Bon ! Mais un autre chef d’une des brigades les plus importantes de l’Armée Syrienne Libre a également péri au cours d’un raid aérien ciblé. Il s’agit d’Abou Hatem al-Dahik, le leader d’une nouvelle brigade nommée « Foi en Dieu ». Il a été tué, ce mercredi 17 septembre 2014, lors d’un bombardement de son Q.G. dans la ville de Talbissé, au nord de Homs. Il semble que dans ce nouveau cas, l’armée assadiste ait été informée par un « espion » car Dahik a été tué avec son frère et un grand nombre de ses commandants de terrain.

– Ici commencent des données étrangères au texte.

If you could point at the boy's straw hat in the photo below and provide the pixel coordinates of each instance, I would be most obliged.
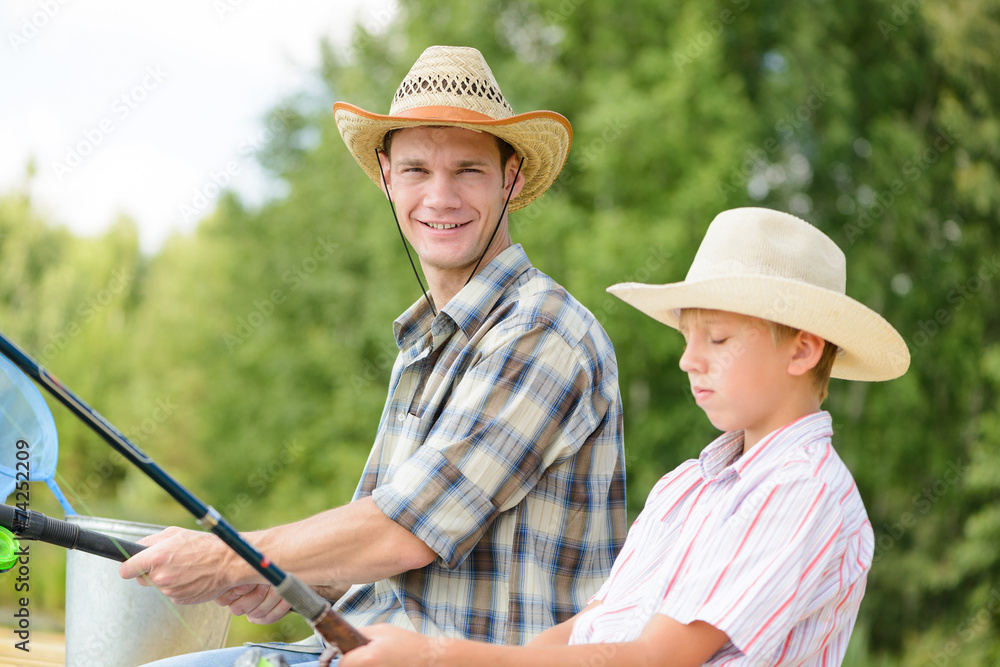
(774, 266)
(453, 86)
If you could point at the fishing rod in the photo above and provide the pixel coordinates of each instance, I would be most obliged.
(303, 600)
(31, 525)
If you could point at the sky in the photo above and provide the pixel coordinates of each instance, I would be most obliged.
(146, 108)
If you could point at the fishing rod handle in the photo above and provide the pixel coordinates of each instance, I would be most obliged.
(32, 525)
(330, 625)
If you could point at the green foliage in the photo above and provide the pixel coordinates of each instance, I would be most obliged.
(251, 358)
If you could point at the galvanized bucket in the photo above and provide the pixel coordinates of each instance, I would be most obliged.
(117, 623)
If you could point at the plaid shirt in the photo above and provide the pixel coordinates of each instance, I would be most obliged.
(500, 446)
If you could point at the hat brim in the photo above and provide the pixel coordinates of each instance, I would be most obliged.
(542, 138)
(871, 349)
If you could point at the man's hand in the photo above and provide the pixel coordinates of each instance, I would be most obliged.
(259, 602)
(188, 566)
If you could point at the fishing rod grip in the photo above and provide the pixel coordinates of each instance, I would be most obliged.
(330, 625)
(31, 525)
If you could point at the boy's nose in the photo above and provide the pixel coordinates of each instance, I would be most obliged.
(691, 361)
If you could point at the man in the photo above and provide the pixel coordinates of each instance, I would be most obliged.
(492, 504)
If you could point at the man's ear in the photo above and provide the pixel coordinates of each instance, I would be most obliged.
(512, 168)
(807, 349)
(385, 165)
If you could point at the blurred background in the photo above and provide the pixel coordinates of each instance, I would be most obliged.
(247, 347)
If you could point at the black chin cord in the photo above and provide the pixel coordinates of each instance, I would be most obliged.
(406, 247)
(497, 228)
(403, 238)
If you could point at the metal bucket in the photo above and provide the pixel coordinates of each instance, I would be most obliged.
(117, 623)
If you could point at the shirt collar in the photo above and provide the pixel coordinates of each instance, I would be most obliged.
(725, 451)
(468, 309)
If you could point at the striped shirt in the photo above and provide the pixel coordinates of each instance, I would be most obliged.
(773, 548)
(500, 447)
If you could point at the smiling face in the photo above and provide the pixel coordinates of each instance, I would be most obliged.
(449, 190)
(742, 378)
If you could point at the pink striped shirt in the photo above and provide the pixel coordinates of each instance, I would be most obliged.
(773, 548)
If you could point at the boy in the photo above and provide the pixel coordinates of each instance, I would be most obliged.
(757, 552)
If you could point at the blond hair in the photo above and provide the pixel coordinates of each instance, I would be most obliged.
(779, 334)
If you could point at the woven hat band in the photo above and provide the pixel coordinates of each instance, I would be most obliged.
(444, 113)
(451, 76)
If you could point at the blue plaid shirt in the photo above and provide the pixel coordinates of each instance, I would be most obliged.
(500, 446)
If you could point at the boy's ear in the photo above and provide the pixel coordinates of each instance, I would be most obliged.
(807, 349)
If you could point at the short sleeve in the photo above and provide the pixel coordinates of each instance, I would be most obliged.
(517, 410)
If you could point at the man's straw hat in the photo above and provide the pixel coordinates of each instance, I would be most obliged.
(774, 266)
(453, 86)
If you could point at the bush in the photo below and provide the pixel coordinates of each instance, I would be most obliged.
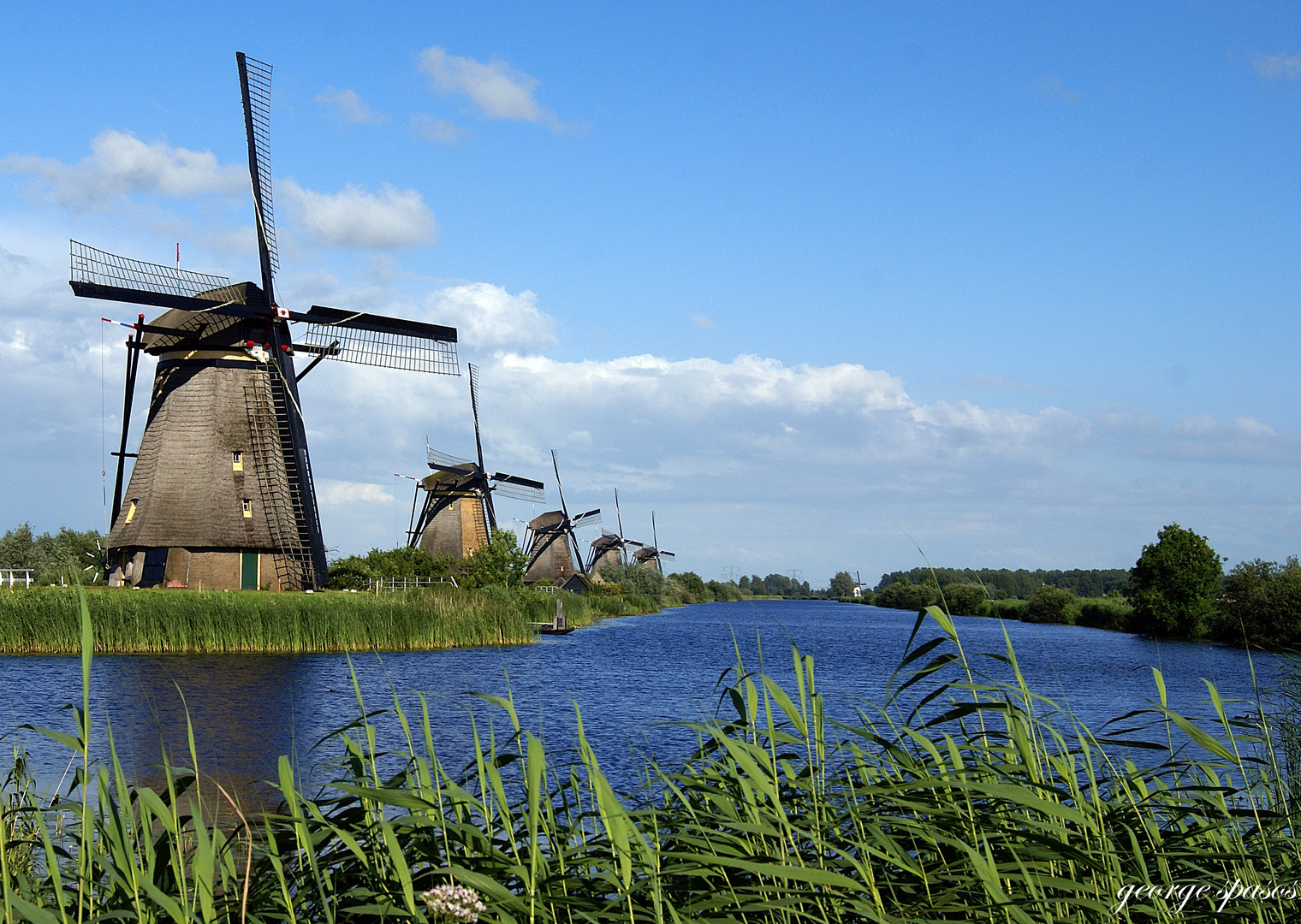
(1008, 608)
(965, 600)
(637, 578)
(1053, 606)
(1105, 613)
(693, 588)
(903, 594)
(1261, 605)
(1173, 583)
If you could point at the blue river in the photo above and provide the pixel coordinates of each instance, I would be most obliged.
(633, 678)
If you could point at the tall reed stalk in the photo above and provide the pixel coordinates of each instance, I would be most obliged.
(962, 797)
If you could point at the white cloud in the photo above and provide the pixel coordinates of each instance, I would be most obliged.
(437, 129)
(488, 317)
(336, 493)
(354, 217)
(1273, 67)
(496, 89)
(348, 107)
(120, 163)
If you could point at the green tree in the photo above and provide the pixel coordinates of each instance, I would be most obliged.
(1261, 605)
(1173, 583)
(842, 585)
(500, 563)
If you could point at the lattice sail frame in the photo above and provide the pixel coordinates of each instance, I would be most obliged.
(259, 107)
(384, 348)
(100, 268)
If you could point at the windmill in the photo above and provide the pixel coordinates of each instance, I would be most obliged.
(222, 493)
(550, 543)
(609, 548)
(457, 516)
(652, 556)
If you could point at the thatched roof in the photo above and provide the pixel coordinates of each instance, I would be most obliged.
(185, 488)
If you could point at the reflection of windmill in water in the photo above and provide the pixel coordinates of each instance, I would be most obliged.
(652, 556)
(222, 494)
(610, 548)
(552, 546)
(458, 515)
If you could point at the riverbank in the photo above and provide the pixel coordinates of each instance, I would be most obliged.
(47, 620)
(924, 818)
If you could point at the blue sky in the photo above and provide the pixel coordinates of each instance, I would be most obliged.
(1018, 283)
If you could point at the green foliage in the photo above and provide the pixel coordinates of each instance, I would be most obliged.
(903, 594)
(693, 588)
(68, 554)
(1105, 613)
(637, 578)
(1051, 605)
(501, 563)
(354, 572)
(1021, 583)
(965, 600)
(1261, 605)
(1173, 583)
(778, 816)
(841, 586)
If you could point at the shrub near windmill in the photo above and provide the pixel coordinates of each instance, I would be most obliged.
(222, 494)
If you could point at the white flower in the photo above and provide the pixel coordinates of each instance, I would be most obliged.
(453, 903)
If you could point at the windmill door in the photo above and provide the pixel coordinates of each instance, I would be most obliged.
(249, 571)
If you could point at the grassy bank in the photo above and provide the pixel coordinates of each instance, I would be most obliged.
(992, 808)
(45, 620)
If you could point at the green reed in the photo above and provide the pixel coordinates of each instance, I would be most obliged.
(960, 797)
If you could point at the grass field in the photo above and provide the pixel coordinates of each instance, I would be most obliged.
(45, 620)
(988, 806)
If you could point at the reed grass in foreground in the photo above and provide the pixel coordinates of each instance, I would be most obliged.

On a enfin appris qu’un autre chef rebelle avait été assassiné, le 17 septembre dans la soirée, de l'un des chefs militaires de la brigade "Chouhada Sinjar" ( martyrs de Sinjar). Mouhannad Mohammad al-Ariane a été tué par des inconnus, dans la localité de Maaret al-Nouman, dans la province d’Edelb. 
Curieux non ? Toutes ces attaques ciblées dont certaines sont à l’évidence l’œuvre du pouvoir de Damas !

Jean René Belliard (Auteur de Beyrouth, l'enfer de espions)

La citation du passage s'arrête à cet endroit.